Executive Summary
On June 12, 2025, the U.S. Supreme Court issued a unanimous 9-0 decision in A.J.T. v. Osseo Area Schools that fundamentally dismantled the primary legal shield public school districts have relied upon for more than forty years. By striking down the restrictive "bad faith or gross misjudgment" standard of proof, Chief Justice John Roberts leveled the playing field, making "deliberate indifference" the baseline for disability discrimination damages in K-12 education. For litigators, establishing or defending against these high-stakes claims now hinges on objective, systems-level forensic analysis rather than subjective administrative intent.
For decades, public education systems operated under a highly protective legal buffer. While school districts frequently faced administrative due process hearings under the Individuals with Disabilities Education Act (IDEA), their exposure to financial damages under federal civil rights laws—specifically Section 504 of the Rehabilitation Act of 1973 and Title II of the Americans with Disabilities Act (ADA) of 1990—was heavily restricted (Americans with Disabilities Act [ADA], 1990; Rehabilitation Act, 1973).
This protective buffer was anchored in a 1982 Eighth Circuit precedent, Monahan v. State of Nebraska, which established that families seeking monetary damages for educational discrimination had to prove school officials acted with "bad faith or gross misjudgment" (Monahan v. State of Nebraska, 1982). Under this standard, simple administrative negligence, poor communication, or a failure to implement accommodations did not warrant financial liability if the district could demonstrate a "good-faith effort."
On June 12, 2025, the Supreme Court unanimously shattered that framework in A.J.T. v. Osseo Area Schools (2025). Authoring the 9-0 opinion, Chief Justice John Roberts made it clear that school-aged children with disabilities will no longer face a higher standard of proof to vindicate their civil rights than adults face in housing, employment, or public accommodations.
The Core of the Dispute: A.J.T. v. Osseo
The petitioner, A.J.T., is a student with Lennox-Gastaut Syndrome, a severe form of epilepsy causing frequent morning seizures. Her medical condition made it physically impossible to attend school before noon.

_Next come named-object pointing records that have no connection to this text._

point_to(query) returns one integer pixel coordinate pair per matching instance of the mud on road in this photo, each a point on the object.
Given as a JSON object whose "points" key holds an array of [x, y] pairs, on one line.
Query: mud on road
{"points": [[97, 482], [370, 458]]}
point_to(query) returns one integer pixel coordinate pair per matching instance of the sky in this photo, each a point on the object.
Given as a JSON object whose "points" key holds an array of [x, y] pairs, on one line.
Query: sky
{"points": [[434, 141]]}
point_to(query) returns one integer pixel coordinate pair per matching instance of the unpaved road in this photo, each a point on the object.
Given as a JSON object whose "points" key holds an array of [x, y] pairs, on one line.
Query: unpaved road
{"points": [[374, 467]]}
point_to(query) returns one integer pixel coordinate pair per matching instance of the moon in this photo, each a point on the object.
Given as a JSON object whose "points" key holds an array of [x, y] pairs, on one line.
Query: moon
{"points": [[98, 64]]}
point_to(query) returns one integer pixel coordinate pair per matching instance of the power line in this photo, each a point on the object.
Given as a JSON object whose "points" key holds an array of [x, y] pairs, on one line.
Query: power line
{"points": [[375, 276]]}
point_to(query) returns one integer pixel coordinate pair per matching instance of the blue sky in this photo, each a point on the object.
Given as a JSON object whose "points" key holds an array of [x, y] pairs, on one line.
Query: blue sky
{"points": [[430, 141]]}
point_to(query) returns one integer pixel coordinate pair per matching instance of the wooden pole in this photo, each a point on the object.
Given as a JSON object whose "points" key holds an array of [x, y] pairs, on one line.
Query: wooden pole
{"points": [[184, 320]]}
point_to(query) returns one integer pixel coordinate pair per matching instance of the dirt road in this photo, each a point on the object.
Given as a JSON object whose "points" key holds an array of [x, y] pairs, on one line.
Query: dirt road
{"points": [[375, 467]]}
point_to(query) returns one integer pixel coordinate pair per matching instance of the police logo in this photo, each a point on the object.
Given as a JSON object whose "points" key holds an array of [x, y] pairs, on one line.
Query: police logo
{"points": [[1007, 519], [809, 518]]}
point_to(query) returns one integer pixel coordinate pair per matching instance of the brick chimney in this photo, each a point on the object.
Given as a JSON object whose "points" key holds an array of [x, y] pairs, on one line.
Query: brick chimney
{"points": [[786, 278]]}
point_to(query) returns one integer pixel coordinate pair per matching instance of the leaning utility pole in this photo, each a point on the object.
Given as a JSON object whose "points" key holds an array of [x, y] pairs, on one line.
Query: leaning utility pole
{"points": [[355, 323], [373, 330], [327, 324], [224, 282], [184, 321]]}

In her previous Kentucky school district, her educational program accommodated this need by providing afternoon classroom instruction supplemented by two hours of in-home evening instruction. This ensured she received a comparable school day length to her non-disabled peers (A.J.T. v. Osseo Area Schools, 2025).
However, when she enrolled in Osseo Area Schools in Minnesota, the district flatly denied the evening instruction. The district offered shifting administrative explanations: they did not provide both in-school and in-home support, state law did not mandate it, and accommodating her would create an unwanted precedent. Consequently, A.J.T. was left receiving only 4.25 hours of daily instruction compared to the 6.5 hours provided to other students (A.J.T. v. Osseo Area Schools, 2025).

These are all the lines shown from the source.